I had met Erlich and Alter as a child in pre-war Warsaw. My mother and I traveled with Erlich’s wife Zofia and son Viktor across Siberia [to Japan] and sailed with them on the “Heian Maru” to the U.S. unaware of their fate. I was also witness to the arrest of my father in Vilno when at dawn in August 1940 two black-leather coated NKVD agents [precursor of the KGB] and two bayonet bearing soldiers broke into the house we lived in— a few blocks from the YIVO’s building. My father [Matvey Bernsztejn) would later share a Lukishki [Vilno] prison cell with Menachem Begin before each was sent to Stalin’s gulags.
In a rich Russian-accented English, petite Zuskin Perelman — author of the biography “The Travels of Benjamin Zuskin” — stood at the dais and recalled her father’s life as behind her film clips of his performances were showcased on a large screen. Touting his multi-talented accomplishments she elaborated on scenes from a Yiddish production of “King Lear” and a fragment from Goldfadden’s Yiddish operetta “The Witch” (aka “Di Makhasheyfe,” “Di Koldunie”).

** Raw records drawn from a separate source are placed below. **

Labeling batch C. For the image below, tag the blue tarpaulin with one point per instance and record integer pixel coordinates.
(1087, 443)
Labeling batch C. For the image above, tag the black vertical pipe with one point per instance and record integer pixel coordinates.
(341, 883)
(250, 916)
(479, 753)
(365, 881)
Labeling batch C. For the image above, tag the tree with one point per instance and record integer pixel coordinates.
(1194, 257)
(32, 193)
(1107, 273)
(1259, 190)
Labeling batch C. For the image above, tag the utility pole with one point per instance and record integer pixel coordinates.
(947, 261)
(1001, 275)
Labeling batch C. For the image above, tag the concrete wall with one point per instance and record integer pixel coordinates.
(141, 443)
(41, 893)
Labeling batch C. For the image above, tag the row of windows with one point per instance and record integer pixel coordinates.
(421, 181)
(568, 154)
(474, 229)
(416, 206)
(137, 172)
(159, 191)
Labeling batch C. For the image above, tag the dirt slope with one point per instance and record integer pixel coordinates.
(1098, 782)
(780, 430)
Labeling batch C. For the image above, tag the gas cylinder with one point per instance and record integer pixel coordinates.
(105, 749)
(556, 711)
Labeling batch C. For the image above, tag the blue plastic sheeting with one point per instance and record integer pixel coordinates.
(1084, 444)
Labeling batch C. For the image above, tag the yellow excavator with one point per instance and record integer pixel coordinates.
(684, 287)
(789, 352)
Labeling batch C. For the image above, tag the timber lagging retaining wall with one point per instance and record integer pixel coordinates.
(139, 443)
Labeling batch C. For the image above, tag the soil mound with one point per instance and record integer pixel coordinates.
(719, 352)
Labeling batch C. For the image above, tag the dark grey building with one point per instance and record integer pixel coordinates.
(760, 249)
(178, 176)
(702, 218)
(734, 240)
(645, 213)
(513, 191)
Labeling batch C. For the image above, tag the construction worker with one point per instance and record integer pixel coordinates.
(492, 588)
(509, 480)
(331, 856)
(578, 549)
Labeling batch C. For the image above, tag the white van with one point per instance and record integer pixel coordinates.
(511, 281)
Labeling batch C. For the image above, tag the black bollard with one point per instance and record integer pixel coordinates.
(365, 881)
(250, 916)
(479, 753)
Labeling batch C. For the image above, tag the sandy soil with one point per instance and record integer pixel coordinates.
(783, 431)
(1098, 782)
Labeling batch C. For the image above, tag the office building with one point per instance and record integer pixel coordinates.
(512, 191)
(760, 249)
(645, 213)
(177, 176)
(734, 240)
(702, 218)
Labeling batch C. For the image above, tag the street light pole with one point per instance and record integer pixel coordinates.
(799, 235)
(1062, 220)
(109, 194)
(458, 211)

“My father was one of the greatest actors,” said Perelman. “The theater in a totalitarian state is not just a place for entertainment…[you] speak in a vague language to convey a message which you could not dare talk out loud for fear of the authorities. The Moscow State Jewish Theater [1919-1949] was a beacon of light due to its Jewish message conveyed openly due to its stellar artistic level.”
The evening concluded with actress, singer Yelena Shmulenson’s exquisite renditions of, among others, “Di Alte Kashe/Nit Bashert” (The Old Question/Not intended/promised) words Sholem Aleichem; music L. Pulver); “Birobidzaner Viglid” (Birobidzan lullaby [Birobidzan was USSR’s Jewish Autonomist Colony] words by I. Fefer music R. Boyarska) and “A Hoikher Boym” (A Tall Tree) Words: Shike Driz, Music: M. Poliansky. Her accompanist, pianist Steve Sterner.